In 1994, outstanding tenor José Carreras paid tribute to Lanza during a worldwide concert tour, saying of him, “If I’m an opera singer, it’s thanks to Mario Lanza.” His equally outstanding colleague Plácido Domingo echoed these comments in a 2009 CBS interview with, “Lanza’s passion and the way his voice sounds are what made me sing opera. I actually owe my love for opera … to a kid from Philadelphia.”

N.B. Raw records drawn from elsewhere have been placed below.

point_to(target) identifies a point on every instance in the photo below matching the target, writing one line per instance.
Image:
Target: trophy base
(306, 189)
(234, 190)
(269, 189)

Even today “the magnitude of his contribution to popular music is still hotly debated,” and because he appeared on the operatic stage only twice, many critics feel that he needed to have had more “operatic quality time” in major theaters before he could be considered a star of that art form. His films, especially The Great Caruso, influenced numerous future opera stars, including Joseph Calleja, José Carreras, Plácido Domingo and Luciano Pavarotti. According to opera historian Clyde McCants, “Of all the Hollywood singers who performed operatic music… the one who made the greatest impact was Mario Lanza.” Hollywood gossip columnist Hedda Hopper concluded “there had never been anyone like Mario, and I doubt whether we shall ever see his like again.”

In 1998, a Golden Palm Star on the Palm Springs, California, Walk of Stars was dedicated to him. Mario Lanza has been awarded two Stars on the Hollywood Walk of Fame: a Star for Recording at 1751 Vine Street, and a Star at 6821 Hollywood Boulevard for Motion Pictures.

 

Portrayal on stage

In October 2007, Charles Messina directed the big budget musical Be My Love: The Mario Lanza Story, written by Richard Vetere, about Lanza’s life, which was produced by Sonny Grosso and Phil Ramone, and which premiered at The Tilles Center for the Performing Arts in Greenvale, New York.

 

Filmography

•    Winged Victory, Twentieth Century-Fox 1944 (un-credited chorus member)

•    That Midnight Kiss, MGM 1949

•    The Toast of New Orleans, MGM 1950

•    The Great Caruso, MGM 1951

•    Because You’re Mine, MGM 1952

•    The Student Prince, MGM 1954 (voice only)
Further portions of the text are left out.